Operating System distributions are getting ever more bloated, including more and more packages. While this reduces the need for the end user to build their own software, does it actually eliminate the need for systems administrators to manage the software on their systems?

I would argue that in many cases having software you rely on as part of the operating system is actually a hindrance rather than a help.

For example, much of my work involves building web servers. These include Java, Apache, Tomcat, MySQL and the like. And, when we deploy systems, we explicitly use our own private copies of each component in the stack.

This is a deliberate choice. And there are several reasons behind it.

For one, it ensures that we have exactly the build time options and, (in the case of apache) the modules we need. Often we require slightly different choices than the defaults.

Keeping everything separate insulates us from vendor changes - we're completely unaffected by a vendor applying a harmful patch, or from "upgrading" to a newer version of the components.

A corollary to this is that we can patch and update the OS on our servers with much more freedom, as we don't have to worry about the effect on our application stack at all. It goes the other way - we can update the components in our stack without having to touch the OS.

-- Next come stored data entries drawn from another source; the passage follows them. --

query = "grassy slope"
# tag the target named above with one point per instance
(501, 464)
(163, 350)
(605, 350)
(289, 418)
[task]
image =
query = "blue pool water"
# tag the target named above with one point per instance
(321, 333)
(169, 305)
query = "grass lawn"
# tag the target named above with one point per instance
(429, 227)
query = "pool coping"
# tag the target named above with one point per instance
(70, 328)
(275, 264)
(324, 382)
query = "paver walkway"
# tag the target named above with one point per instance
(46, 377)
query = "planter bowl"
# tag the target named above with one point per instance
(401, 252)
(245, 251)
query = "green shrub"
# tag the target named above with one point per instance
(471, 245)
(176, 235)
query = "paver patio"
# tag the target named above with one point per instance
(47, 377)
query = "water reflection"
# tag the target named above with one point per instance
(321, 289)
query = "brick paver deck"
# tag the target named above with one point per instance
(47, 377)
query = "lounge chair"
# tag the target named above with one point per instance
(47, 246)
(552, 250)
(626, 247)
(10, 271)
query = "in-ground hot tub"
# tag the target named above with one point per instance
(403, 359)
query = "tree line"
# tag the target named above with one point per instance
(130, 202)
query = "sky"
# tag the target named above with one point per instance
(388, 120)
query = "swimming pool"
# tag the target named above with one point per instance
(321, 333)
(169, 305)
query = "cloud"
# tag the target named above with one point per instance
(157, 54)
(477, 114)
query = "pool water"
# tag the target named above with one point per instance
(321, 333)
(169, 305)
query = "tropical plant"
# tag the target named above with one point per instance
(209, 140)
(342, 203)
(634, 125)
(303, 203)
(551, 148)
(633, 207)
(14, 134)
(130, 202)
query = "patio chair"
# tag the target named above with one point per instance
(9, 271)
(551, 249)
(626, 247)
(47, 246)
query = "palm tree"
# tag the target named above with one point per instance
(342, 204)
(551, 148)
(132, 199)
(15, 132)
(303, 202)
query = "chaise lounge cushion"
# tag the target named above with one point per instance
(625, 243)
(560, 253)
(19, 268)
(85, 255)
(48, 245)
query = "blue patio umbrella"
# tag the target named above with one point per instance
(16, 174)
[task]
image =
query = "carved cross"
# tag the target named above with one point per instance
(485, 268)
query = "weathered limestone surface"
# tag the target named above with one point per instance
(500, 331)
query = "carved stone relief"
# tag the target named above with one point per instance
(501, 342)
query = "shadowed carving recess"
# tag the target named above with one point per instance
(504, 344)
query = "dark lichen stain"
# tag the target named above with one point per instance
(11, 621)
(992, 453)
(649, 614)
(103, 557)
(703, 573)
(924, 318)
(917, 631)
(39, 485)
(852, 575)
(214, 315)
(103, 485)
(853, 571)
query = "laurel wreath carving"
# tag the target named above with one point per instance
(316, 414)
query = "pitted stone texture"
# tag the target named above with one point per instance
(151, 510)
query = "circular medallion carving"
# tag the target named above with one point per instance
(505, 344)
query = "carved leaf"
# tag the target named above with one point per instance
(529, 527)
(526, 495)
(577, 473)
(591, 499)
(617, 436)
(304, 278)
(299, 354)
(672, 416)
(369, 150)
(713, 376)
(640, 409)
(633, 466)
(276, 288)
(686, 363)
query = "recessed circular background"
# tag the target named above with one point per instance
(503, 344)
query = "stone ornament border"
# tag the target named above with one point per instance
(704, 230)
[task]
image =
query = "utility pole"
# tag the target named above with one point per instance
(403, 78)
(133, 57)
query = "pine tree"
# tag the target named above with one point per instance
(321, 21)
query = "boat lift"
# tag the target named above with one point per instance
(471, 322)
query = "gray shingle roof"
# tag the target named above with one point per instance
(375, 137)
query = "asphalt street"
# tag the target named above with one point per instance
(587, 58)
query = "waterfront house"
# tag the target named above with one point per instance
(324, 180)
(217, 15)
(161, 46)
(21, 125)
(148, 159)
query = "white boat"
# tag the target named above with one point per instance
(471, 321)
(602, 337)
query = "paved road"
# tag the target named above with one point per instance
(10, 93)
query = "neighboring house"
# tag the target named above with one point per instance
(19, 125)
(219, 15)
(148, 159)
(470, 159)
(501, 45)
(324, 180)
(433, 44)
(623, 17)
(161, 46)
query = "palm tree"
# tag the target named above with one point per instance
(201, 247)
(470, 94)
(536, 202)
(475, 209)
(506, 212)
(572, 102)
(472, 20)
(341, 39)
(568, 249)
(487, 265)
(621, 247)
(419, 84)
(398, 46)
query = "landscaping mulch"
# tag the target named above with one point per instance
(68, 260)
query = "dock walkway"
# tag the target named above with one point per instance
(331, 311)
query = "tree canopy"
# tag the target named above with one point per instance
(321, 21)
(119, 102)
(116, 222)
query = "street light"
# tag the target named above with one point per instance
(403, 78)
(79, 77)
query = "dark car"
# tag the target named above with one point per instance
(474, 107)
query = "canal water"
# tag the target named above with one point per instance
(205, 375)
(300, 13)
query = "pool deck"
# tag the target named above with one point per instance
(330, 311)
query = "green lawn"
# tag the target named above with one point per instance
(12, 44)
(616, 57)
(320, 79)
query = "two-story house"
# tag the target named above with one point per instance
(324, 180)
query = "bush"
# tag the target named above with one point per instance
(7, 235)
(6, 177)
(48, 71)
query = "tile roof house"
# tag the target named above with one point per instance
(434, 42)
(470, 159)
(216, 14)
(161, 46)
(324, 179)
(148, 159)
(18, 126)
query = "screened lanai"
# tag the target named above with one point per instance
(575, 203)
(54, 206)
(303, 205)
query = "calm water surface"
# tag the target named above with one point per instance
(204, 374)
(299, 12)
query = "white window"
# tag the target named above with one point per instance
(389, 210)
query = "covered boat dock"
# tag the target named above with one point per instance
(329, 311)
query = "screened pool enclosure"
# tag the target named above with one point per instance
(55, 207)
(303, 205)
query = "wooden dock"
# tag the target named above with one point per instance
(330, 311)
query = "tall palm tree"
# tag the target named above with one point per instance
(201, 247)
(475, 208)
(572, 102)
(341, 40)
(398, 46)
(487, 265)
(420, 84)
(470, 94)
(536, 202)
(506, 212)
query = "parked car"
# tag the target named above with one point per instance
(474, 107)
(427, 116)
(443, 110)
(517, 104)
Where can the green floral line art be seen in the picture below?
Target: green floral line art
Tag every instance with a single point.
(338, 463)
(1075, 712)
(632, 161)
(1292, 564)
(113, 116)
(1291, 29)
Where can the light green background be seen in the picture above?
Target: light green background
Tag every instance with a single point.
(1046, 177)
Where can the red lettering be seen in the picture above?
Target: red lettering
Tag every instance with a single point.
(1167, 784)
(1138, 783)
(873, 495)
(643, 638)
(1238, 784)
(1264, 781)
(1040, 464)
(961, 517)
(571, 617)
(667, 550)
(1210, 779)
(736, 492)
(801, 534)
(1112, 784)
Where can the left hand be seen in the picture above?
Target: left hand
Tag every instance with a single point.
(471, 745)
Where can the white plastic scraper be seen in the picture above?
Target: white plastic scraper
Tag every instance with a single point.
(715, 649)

It also means that we can move applications between systems with different patch levels, able to go to both newer and older systems easily - and indeed, between different operating systems and chip architectures.

As we use Solaris zones extensively, this also allows us to have different zones with the components at different revision levels.

With all this, we simply don't need a vendor to supply the various components of the stack. If the OS needs them for something else then fine, we just don't want to get involved. In some cases (databases are the prime example) we go to some effort to make sure they don't get installed at all, because some poor user using the wrong version is likely to get hurt.

All this makes me wonder why operating system vendors bother with maintaining central copies of software that are no use to us. Indeed, many application stacks on unix systems come with their own private copies of the components they need, for exactly the reasons I outlined above. (I've lost count of the number of times something from Sun installed it's own private copy of Java.)

(While the above considers one particular aspect of servers, it's equally true of desktops. Perhaps even more so, as many operating system releases are primarily defined by how incompatible their user interface is to previous releases.)